De 2002 à 2007, il a commandé un groupe de réponse rapide de la Garde nationale. Plus tard, il a dirigé une compagnie territoriale du district de Bamako. De 2009 à 2012, il a servi dans le nord-est du Mali avec Assimi Goïta. Il a commandé des unités spéciales à Kidal. Il a mené plusieurs opérations militaires et antiterroristes. Il a suivi des formations aux États-Unis en 2008. Il a étudié à l’Académie militaire de Moscou en 2010. Il a aussi été formé en Chine en 2014. Il parlait bambara, soninké, anglais et français.

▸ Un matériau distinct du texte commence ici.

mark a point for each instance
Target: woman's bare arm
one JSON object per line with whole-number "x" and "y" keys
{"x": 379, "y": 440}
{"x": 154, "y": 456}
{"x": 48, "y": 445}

De 2016 à 2020, il a dirigé l’académie militaire de Kati avec le grade de colonel. Il était aussi officier d’état-major pour les opérations de la Garde nationale. En 2020, après une mission en Russie, il a participé au coup d’État avec Assimi Goïta. Ce putsch a renversé le régime d’Ibrahim Boubacar Keïta. Camara a été ministre de la Défense d’octobre 2020 à mai 2021. Il a quitté le gouvernement après des désaccords avec le premier président intérimaire. En juin 2021, il a retrouvé son poste après la destitution de N’Daw. En 2025, il a reçu le grade de général de corps d’armée. À titre posthume, il a été promu général d’armée.
De juillet 2023 à février 2026, il était sous sanctions américaines pour ses liens avec la Russie. Il soutenait le rapprochement entre Bamako et Moscou. Il a participé à la planification d’opérations conjointes contre les séparatistes et les terroristes. Sadio Camara avait deux épouses, cinq enfants et plusieurs petits-enfants. Sa fille a tenté deux fois d’entrer à l’académie militaire de Kati, sans succès.